At the same time, the humiliating process of compression began, and all sorts of people were packed into the professor’s apartment, including the family of a worker named Klopfer, who had previously lived in the basement. Natalia wore herself out trying to free her beloved and defend the priceless private library, which had now become the dwelling place of illiterate proletarians. A year later, in April 1924, the court sentenced Mykola to ten years of imprisonment, and she was forced to write appeals to Mykhailo Hrushevsky, Ahatanhel Krymsky, and Mykola Skrypnyk. In the end, the innocent man, whose health had been utterly shattered, was released, though forbidden to hold leading posts in the Academy of Sciences. Be that as it may, the couple lived together for twelve happy years, and their marriage was described as “a beautiful, tender elegy”.

 

Наталія Полонська. Фото з особового фонду Наталії Полонської-Василенко (Архів ім. Дмитра Антоновича Української Вільної Академії Наук у США), 1960 рік
Natalia Polonska-Vasylenko. Photo from the personal archive of Natalia Polonska-Vasylenko (Dmytro Antonovych Archive of the Ukrainian Free Academy of Sciences in the USA), 1960 / old.uinp.gov.ua

 

DISMANTLING “NOVOROSSIYA”

 

These were difficult years. In October 1935, her husband died, and Natalia, as the wife of an enemy of the people, rapidly lost everything: support, income (the professor was demoted to the position of laboratory assistant), and even the right to her room. She survived by retyping other people’s texts while immersing herself ever more deeply in history. At the age of fifty-three, she married the economist Oleksandr Morhun. Though she gave the impression of being an exceptionally calm and balanced person, in truth, she radiated powerful energy and greatly attracted men because of it. In November 1940, she defended her doctoral dissertation, Essays on the History of the Settlement of Southern Ukraine in the Mid-Eighteenth Century, and definitively cleansed Southern Ukraine of the stigma of “Novorossiya”. Then came war, occupation, and a ruined city without bread, warmth, or electricity.

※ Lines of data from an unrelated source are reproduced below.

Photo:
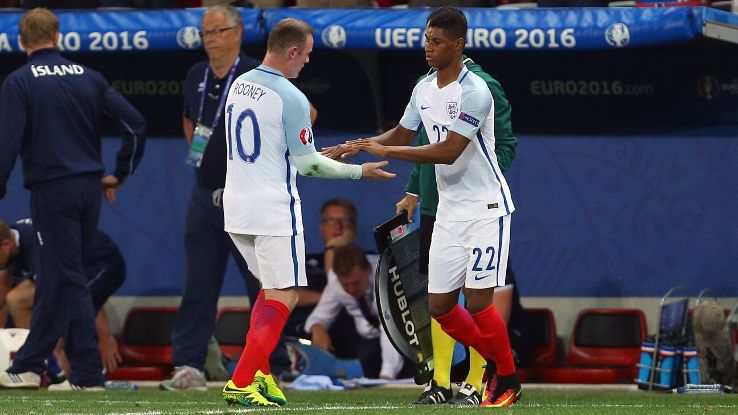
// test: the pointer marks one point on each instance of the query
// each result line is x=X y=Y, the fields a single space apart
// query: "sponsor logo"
x=306 y=136
x=188 y=37
x=469 y=119
x=397 y=232
x=452 y=109
x=334 y=36
x=399 y=296
x=617 y=35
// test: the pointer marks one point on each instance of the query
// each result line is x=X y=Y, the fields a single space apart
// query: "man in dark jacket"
x=51 y=112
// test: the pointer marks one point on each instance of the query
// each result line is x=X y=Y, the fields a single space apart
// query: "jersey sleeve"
x=475 y=106
x=411 y=118
x=297 y=127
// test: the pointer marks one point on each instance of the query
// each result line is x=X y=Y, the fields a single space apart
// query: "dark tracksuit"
x=104 y=266
x=207 y=245
x=51 y=111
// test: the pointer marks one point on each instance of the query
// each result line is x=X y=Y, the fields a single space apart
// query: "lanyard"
x=223 y=93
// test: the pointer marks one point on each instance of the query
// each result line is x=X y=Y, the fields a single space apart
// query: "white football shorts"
x=471 y=254
x=276 y=261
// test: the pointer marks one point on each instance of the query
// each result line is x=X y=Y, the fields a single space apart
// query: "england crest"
x=452 y=109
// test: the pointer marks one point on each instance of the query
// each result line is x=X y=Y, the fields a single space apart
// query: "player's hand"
x=374 y=171
x=408 y=203
x=109 y=353
x=320 y=338
x=110 y=185
x=370 y=146
x=339 y=152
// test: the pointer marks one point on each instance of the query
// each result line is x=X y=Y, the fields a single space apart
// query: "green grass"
x=363 y=401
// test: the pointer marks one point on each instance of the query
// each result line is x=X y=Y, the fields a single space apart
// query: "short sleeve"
x=476 y=104
x=298 y=129
x=411 y=118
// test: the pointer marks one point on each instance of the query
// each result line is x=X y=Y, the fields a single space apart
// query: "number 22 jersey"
x=473 y=187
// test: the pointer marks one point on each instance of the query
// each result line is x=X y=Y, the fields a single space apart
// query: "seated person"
x=351 y=288
x=104 y=266
x=337 y=228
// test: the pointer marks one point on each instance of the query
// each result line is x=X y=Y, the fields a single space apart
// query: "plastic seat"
x=607 y=337
x=147 y=335
x=543 y=336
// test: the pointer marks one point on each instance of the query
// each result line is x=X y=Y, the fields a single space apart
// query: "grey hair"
x=232 y=15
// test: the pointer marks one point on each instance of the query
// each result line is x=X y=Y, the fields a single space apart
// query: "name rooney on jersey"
x=58 y=70
x=254 y=92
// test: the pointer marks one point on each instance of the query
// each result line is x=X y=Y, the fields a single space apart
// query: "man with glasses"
x=337 y=228
x=206 y=243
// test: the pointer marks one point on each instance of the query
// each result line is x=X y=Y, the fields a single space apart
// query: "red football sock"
x=494 y=333
x=267 y=324
x=460 y=325
x=265 y=369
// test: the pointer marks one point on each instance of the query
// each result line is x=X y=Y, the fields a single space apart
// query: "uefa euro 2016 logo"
x=617 y=35
x=188 y=37
x=334 y=36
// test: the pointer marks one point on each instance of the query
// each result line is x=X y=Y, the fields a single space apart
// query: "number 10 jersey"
x=267 y=122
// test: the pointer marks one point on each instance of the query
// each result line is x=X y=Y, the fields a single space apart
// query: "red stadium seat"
x=147 y=335
x=607 y=337
x=146 y=345
x=605 y=347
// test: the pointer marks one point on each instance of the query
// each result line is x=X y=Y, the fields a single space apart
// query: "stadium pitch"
x=539 y=400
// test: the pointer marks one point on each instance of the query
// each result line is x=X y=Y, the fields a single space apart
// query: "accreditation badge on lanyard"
x=202 y=133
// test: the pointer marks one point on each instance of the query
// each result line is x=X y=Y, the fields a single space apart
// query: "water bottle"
x=120 y=385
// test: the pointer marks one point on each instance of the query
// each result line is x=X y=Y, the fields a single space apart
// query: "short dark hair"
x=37 y=27
x=450 y=19
x=347 y=257
x=4 y=231
x=287 y=33
x=341 y=202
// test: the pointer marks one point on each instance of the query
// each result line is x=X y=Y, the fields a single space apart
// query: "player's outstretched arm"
x=317 y=165
x=444 y=152
x=374 y=171
x=397 y=136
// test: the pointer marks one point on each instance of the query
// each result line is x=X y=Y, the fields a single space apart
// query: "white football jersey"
x=267 y=121
x=473 y=187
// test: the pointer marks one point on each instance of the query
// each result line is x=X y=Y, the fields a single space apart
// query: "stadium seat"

In 1943, fearing persecution by the communist regime, the couple moved with a small suitcase to Lviv (in Kyiv, they left behind a library of seven thousand volumes and nearly one hundred unpublished works). Later, they moved to Prague, historic Wittenberg, and the Bavarian village of Trasfelden. There, suffering from pulmonary tuberculosis and anemia, the scholar perched on a suitcase and typed out her memoirs. In Munich came the flourishing of her career: it was there, in a “light and brilliant style”, that she wrote History of Ukraine, as well as an essay on outstanding women in which she compared the strength of the Ukrainian woman to atomic energy and added: “Ukraine has not yet perished while Ukrainian women live and act”. She spent her final years in a home for elderly émigrés in Darmstadt. Until the very end, she kept tapping away on her typewriter about the life of Princess Olga, the daughters of Yaroslav the Wise, Liudmyla Starytska-Cherniakhivska, and the historical foundations of the Ukrainian Autocephalous Orthodox Church.